その「KIDS]から2年後、初監督作として「ガンモ」を発表します。しかし公開直後、「ニョーヨークタイムズ紙」は映画批評コーナーの中で、この「ガンモ」を「今年最悪の映画」と酷評します。その為、「その後、この作品の上映を希望する劇場がほとんどなくなった」とハーモニー・コリンは後のインタビューで話しています。
また、ハーモニーコリンの作品は映画だけにとどまらず、supremeのプロモムービーを撮影したり、GUCCIのキャンペーンフィルムを撮影したりと、その才能は映画界以外でも発揮されています。また、絵画や写真などの作品も発表しており、ハーモニーコリンを表すには映画監督という枠でくくるよりも、アーティストとして紹介させていただいた方が妥当なのかもしれません。
出演
この作品に出演している俳優さんの中でもっとも有名な方は、クロエ・セヴィニーです。彼女はハーモニー・コリン脚本作品「KIDS」で女優デビューします。この頃、監督のハーモニーコリンとは恋人関係でした。その後も、「ガンモ」や「ジュリアン」とハーモニー・コリン監督作品に出演します。
1999年公開作品「ボーイズ・ドント・クライ」ではアカデミー助演女優賞にノミネートされます。
その後、2003年公開の「ドッグヴィル」や同じく2003年公開の「ブラウン.バニー」などにも出演します。特にこの「ドッグヴィル」「ブラウンバニー」の2本の作品の撮影では相当精神が参ったのではないでしょうか。両作品共に、中々濃い内容の作品となっています。
また、彼女はファッションモデルや、ファッションデザイナーとしても活躍されています。「ガンモ」では衣装デザインも担当しており、自身で衣装も作成されています。
ウサコックのおいしさ(おもしろさ)指数
3ウサコックです。(満点4ウサコック)
世の中のネガティブな社会問題を目いっぱい詰め込んだ作品です。様々な実験的な映像は魅力的に感じましたし、いろいろと考えさせられる作品です。ただ目を背けたくなるシーンが多々出てくるため、評価を下げました。
カプサ君の激辛(マニア度)指数
カプサ君の数が多いほどマニア向けの作品となっております。
3カプサ君です。映画通向けの作品です。(最高4カプサ君)
この作品には過激な描写がたくさん出てきます。映画を楽しく鑑賞しようとこの作品を選ぶと痛い目に合うと思います。
感想と考察(ネタバレあり)
その①
ウサギのかぶり物をした少年は誰?
この作品の登場人物は偏見や差別の対象となりうる人々ばかりです。先天的な病気で障がいのある方や、同性愛者の方、トランスジェンダーの方、経済的に貧しい方が多く登場します。
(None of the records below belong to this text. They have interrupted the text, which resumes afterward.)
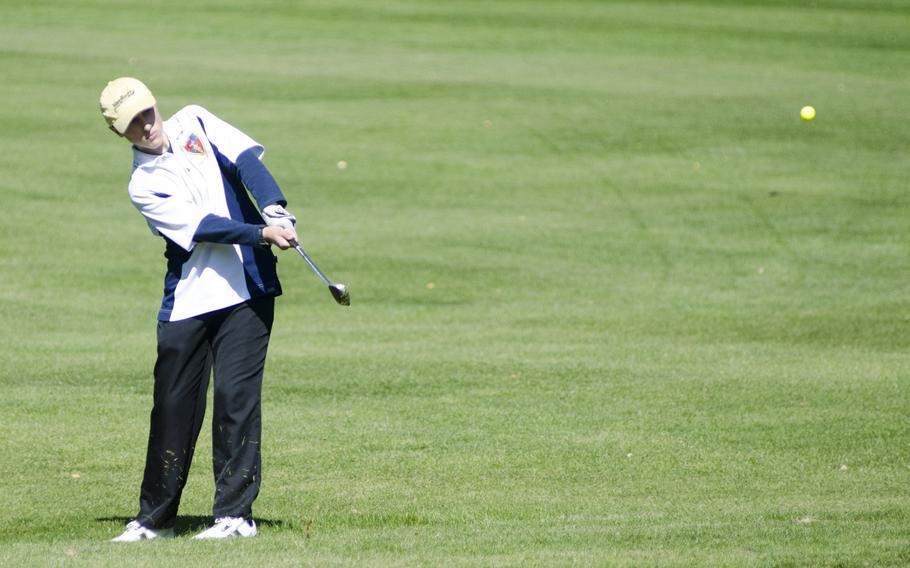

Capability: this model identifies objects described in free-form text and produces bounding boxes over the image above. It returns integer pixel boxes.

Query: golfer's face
[123,106,164,152]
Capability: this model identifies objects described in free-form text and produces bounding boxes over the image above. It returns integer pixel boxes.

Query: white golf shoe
[111,521,174,542]
[193,517,256,540]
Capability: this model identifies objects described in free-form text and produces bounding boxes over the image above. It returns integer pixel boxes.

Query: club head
[329,284,351,306]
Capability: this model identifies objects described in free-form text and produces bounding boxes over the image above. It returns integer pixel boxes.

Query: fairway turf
[0,0,910,567]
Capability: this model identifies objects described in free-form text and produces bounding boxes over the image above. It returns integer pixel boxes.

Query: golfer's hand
[262,203,297,229]
[262,225,297,250]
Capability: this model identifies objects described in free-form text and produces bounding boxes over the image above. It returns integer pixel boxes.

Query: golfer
[100,77,297,542]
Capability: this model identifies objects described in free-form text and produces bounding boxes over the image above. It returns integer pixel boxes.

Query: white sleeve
[184,105,265,163]
[129,171,207,251]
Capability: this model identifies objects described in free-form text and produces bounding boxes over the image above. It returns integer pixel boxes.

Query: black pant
[136,296,275,528]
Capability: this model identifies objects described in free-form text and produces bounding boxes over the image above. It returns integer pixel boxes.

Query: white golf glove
[262,203,297,229]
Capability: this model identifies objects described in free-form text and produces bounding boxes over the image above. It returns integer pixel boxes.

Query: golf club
[290,241,351,306]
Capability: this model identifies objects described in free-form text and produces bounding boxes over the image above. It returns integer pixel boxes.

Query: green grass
[0,0,910,566]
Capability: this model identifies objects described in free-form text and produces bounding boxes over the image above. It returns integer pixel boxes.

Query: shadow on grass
[95,515,291,536]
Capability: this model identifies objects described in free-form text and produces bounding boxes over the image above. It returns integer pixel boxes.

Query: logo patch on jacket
[183,134,205,155]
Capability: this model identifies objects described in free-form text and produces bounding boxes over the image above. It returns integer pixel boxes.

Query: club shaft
[291,241,332,286]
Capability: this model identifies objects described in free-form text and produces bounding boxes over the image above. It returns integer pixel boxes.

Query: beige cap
[99,77,156,134]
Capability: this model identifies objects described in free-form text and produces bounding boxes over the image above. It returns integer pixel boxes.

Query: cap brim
[111,93,157,134]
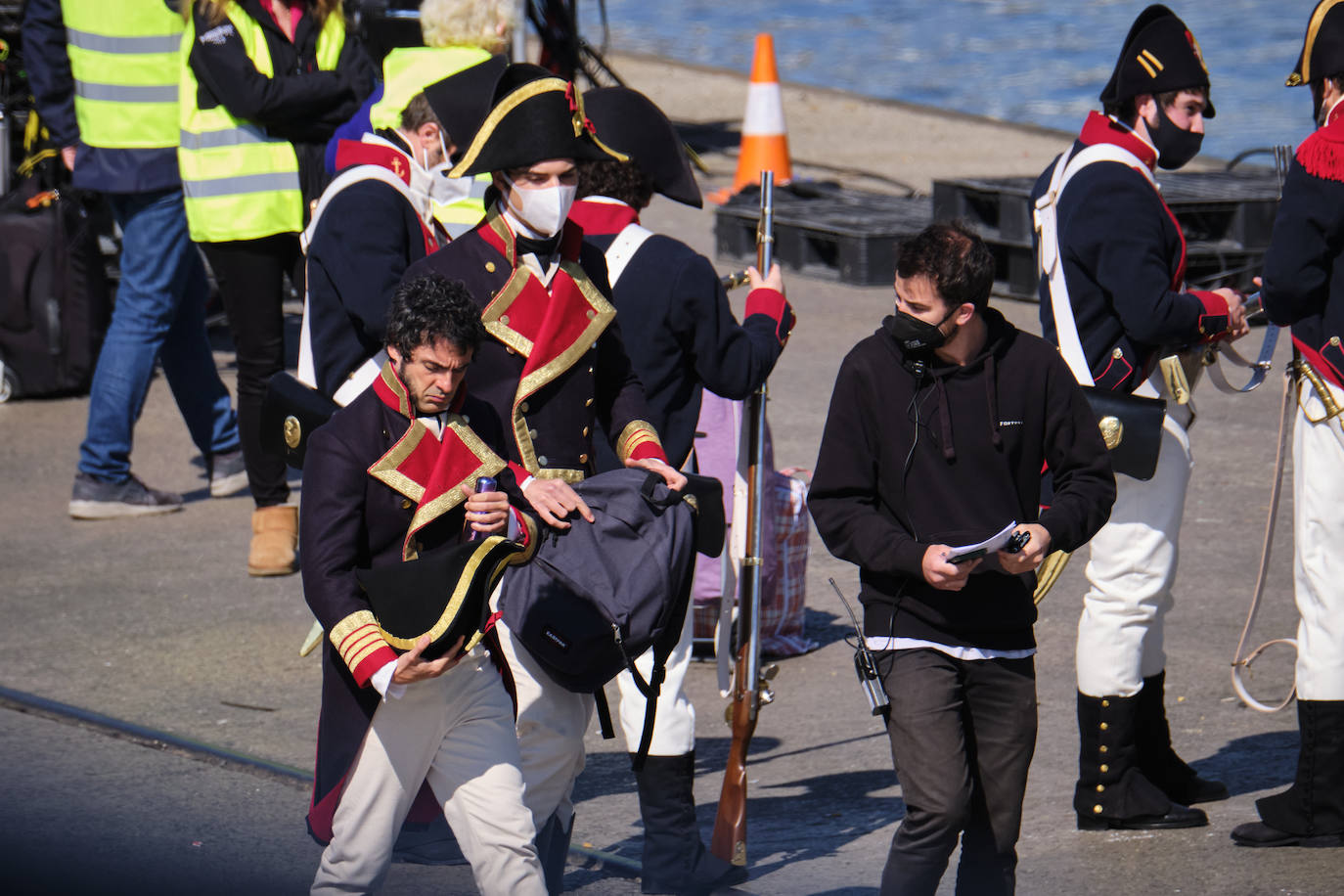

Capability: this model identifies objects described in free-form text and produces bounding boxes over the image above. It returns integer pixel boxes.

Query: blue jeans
[79,190,238,482]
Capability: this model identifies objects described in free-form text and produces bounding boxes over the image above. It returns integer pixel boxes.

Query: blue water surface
[579,0,1315,161]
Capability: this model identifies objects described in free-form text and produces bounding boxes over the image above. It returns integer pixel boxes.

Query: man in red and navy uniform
[1032,5,1246,830]
[299,278,546,896]
[406,64,686,892]
[298,57,504,404]
[570,87,793,893]
[1232,0,1344,846]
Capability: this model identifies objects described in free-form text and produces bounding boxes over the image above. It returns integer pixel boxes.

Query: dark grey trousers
[877,649,1036,896]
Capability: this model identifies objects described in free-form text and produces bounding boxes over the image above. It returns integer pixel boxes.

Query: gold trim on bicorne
[532,467,587,485]
[378,360,416,418]
[402,414,506,559]
[448,78,570,177]
[383,535,516,650]
[1285,0,1344,87]
[514,260,615,475]
[327,609,385,672]
[615,421,662,464]
[507,514,540,565]
[368,419,432,504]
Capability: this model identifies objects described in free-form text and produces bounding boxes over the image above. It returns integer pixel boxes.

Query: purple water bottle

作中に出てくるウサギのかぶり物をしている少年は、この作品に登場する人々のような社会的弱者の象徴的存在として描かれています。
ウサギは肉食動物に狙われる動物で、自然界では弱者にあたります。
そういった「弱者」の思いや怒りを具体化したのがウサギの少年だと私は思います。
その②
障がいのある方の出演について
「ニューヨーク・タイムズ」はこの作品を酷評した理由の1つに、障がい者を出演させている事を挙げています。ハーモニー・コリン監督はこの映画のインパクトの為に障がい者を利用していると非難したのです。
当然、ハーモニー・コリン監督は反論しました。私の考えも「ニューヨーク・タイムズ」の評価とは違います。
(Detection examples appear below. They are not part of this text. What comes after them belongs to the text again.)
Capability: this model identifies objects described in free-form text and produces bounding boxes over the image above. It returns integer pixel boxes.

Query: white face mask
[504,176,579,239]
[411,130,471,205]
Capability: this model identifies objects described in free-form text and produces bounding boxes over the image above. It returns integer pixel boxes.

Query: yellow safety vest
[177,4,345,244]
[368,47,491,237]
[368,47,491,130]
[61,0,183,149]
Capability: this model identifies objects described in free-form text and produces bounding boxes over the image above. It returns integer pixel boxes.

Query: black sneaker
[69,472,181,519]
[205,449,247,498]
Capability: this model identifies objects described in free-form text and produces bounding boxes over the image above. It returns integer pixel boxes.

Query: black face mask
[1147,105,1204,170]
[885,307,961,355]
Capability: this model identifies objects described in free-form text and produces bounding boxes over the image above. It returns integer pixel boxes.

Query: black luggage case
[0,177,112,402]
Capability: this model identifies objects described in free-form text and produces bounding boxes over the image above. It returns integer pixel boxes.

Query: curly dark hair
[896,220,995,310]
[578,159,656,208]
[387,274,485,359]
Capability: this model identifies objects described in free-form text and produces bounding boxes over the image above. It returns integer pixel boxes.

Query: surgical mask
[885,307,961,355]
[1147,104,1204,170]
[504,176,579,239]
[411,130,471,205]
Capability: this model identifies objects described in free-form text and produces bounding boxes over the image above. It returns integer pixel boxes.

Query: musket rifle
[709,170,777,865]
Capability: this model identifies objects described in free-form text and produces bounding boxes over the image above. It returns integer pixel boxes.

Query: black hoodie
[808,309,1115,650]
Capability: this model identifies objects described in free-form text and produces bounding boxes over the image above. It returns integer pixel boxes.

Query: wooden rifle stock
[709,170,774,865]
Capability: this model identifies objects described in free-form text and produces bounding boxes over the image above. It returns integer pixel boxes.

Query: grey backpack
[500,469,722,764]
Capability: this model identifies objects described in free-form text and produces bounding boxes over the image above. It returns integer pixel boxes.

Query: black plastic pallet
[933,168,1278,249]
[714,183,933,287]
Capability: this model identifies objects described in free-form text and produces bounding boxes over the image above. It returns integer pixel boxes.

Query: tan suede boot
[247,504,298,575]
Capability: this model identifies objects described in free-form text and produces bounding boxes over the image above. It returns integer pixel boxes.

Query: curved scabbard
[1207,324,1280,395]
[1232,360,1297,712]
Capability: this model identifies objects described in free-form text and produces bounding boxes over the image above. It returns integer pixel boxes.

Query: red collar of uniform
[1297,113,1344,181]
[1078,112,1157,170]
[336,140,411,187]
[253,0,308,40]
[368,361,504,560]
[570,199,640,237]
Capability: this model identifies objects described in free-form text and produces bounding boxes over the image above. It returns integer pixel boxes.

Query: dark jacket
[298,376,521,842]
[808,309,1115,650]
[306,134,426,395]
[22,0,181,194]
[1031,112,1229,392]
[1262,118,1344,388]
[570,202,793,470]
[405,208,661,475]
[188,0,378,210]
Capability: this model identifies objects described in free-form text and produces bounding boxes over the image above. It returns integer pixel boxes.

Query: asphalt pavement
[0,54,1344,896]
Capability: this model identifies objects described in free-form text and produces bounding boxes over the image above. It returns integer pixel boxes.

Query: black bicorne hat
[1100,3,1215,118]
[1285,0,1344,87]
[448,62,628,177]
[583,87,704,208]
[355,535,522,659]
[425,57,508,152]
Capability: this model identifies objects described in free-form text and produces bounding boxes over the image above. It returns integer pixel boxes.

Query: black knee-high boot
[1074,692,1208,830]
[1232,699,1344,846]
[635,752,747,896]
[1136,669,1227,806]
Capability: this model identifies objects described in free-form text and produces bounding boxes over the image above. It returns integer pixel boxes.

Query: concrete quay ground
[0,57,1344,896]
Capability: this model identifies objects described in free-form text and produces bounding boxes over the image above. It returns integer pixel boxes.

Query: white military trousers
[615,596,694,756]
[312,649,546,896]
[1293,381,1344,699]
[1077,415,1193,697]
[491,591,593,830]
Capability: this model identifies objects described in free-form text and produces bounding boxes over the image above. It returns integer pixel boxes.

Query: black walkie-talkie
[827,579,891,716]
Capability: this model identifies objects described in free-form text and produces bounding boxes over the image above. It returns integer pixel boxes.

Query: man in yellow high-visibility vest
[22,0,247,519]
作中、ソファーでお酒を飲みながら、ゲイの男性が小人症の男性を口説くシーンがあったり、ダウン症の女性が娼婦のような役柄で出演していたりしています。
確かにそれらのシーンはインパクトがあると感じました。しかしそれは、私自身が偏見の目で彼らを見ているのでインパクトがあると感じたのではないでしょうか?
こういった障がいのある方が映画に登場すると、昔のサーカスであったような見世物的な要素で起用しているという「ニューヨーク・タイムズ」の批評のような見かたをされる人が多いと思います。
しかし、この作品に関してはそれはないと考えます。障がいのある方への偏見や差別についての問題提起であると私は解釈しています。
その③
ベーコンに夢中
ハーモニー・コリン監督はこの作品を撮影中、食べるベーコンに夢中だったそうです
夢中と言っても、毎日食べるとかそういうレベルの話ではありません。
ベーコンと相思相愛の関係にあると考えていたそうです。凡人の私には、どんな感覚でそう思っているのかまったくわからないですが・・・
そしてベーコン愛が強すぎて、壁にベーコンをテープで貼りつけ、ベーコンを作品に登場させます。
監督いわく「ただ壁に貼られているベーコンを見たかった」という事です。
その問題のシーンは、後半のソロモンのバスタブのシーンです。このシーンはこの作品の中でとても印象的なシーンの1つです。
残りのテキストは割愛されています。